Planning the summer party, guiding interns, looking after the time-consuming client or training the new colleague. Time-consuming tasks that are important to the workplace. They do not require any special expertise, and should be able to be performed by anyone. But as a rule, they fall to women in the workplace - at the expense of women's time for their actual work and to the detriment of both their careers and the development of workplaces.
Career-inhibiting work
The No Club was founded by Linda Babcock, Brenda Peyser, Lise Vesterlund and Laurie Weingart. In addition to having university careers as deans and professors in common, they also shared other conditions in their working lives: endless to-do lists of tasks unrelated to their actual work, which stole time from it – and which made them lag behind in relation to their male colleagues' salaries and career paths. Simply because they did not have time for their actual tasks.
The perceived difference in work tasks was the starting point for 10 years of ground-breaking research, which has now become the No Club: Putting a Stop to Women's Dead-End Work, which both documents the gender bias and comes up with suggestions for what we can do to change that.
At the talk at the Royal Danish Library, two of the authors, Lise Vesterlund and Brenda Peyser, will talk about the important changes you can make yourself as an employee, and which major changes are required from workplaces. Because the imbalance leaves women overburdened and at the same time hurts the companies, as they lose revenue, productivity and do not utilise the talents of their employees.

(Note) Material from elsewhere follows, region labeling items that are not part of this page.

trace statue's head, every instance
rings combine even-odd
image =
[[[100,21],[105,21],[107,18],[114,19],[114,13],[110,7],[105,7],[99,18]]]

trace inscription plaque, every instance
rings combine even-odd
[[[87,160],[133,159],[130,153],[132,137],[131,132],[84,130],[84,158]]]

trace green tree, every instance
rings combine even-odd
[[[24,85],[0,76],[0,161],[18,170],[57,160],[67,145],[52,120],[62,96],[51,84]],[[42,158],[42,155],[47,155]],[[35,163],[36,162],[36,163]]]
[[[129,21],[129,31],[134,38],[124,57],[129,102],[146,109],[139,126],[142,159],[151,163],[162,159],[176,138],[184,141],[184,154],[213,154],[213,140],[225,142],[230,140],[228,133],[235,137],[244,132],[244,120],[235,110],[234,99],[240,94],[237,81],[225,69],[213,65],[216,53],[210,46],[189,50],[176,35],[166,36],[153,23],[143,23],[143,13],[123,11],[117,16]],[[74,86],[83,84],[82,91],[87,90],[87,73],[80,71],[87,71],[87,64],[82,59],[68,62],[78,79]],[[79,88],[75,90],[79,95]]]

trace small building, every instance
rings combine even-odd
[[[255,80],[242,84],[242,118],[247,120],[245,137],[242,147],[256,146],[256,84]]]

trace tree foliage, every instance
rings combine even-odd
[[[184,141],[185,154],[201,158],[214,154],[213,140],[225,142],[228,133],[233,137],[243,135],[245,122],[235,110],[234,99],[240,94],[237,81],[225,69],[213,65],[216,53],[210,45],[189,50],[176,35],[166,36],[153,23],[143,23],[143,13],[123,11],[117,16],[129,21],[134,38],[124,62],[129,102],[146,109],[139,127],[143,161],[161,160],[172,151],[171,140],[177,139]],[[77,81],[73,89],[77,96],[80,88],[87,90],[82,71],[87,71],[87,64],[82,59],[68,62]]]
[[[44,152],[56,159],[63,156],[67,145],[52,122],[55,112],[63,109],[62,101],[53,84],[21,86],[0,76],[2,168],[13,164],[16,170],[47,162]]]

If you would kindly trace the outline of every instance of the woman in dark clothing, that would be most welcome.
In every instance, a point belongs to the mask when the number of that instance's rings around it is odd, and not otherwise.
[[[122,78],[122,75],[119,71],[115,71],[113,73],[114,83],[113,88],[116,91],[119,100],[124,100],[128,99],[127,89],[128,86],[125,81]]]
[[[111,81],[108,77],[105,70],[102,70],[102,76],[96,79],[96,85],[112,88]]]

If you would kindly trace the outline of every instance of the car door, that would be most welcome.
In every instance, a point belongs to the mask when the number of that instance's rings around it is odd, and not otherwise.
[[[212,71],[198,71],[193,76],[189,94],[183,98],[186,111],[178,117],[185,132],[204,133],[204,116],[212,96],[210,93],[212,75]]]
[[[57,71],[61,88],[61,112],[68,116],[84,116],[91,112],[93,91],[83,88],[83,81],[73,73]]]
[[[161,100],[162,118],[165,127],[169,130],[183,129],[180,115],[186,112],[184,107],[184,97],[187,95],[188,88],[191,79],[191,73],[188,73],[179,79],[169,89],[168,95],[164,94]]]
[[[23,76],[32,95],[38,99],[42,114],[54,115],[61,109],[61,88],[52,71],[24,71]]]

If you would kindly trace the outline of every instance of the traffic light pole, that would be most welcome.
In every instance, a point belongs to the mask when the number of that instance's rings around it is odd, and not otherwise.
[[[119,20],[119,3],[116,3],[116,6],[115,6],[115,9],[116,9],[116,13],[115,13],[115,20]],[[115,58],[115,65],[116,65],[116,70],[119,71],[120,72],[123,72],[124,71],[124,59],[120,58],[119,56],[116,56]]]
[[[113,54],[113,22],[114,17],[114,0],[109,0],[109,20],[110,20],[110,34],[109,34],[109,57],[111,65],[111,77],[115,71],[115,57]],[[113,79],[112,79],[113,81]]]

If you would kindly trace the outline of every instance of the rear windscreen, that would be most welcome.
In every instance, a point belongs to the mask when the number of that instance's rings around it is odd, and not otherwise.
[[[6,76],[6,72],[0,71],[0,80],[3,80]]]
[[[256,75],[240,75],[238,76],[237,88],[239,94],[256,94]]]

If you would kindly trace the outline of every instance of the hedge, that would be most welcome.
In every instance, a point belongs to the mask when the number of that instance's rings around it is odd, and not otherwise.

With hard data, personal anecdotes from all kinds of women, and innovative advice from Fortune 500 companies (an annual list that ranks 500 of America's largest companies by total revenue), this book shows us how to advance women's careers and achieve equality in the 21st Century.
Participants
Lise Vesterlund
Professor of Economics at the University of Pittsburgh and Director of the Pittsburgh Experimental Economics Laboratory and the Behavioral Economic Design Initiative.
Brenda Peyser
Brenda Peyser has held several leadership positions in business and academia, most recently at Carnegie Mellon University, where she was dean of Heinz College.
Emma Holten
Emma Holten is a feminist activist. Most recently, Holten has focussed on women's working conditions at the "Feminist Economics" lecture series across the country.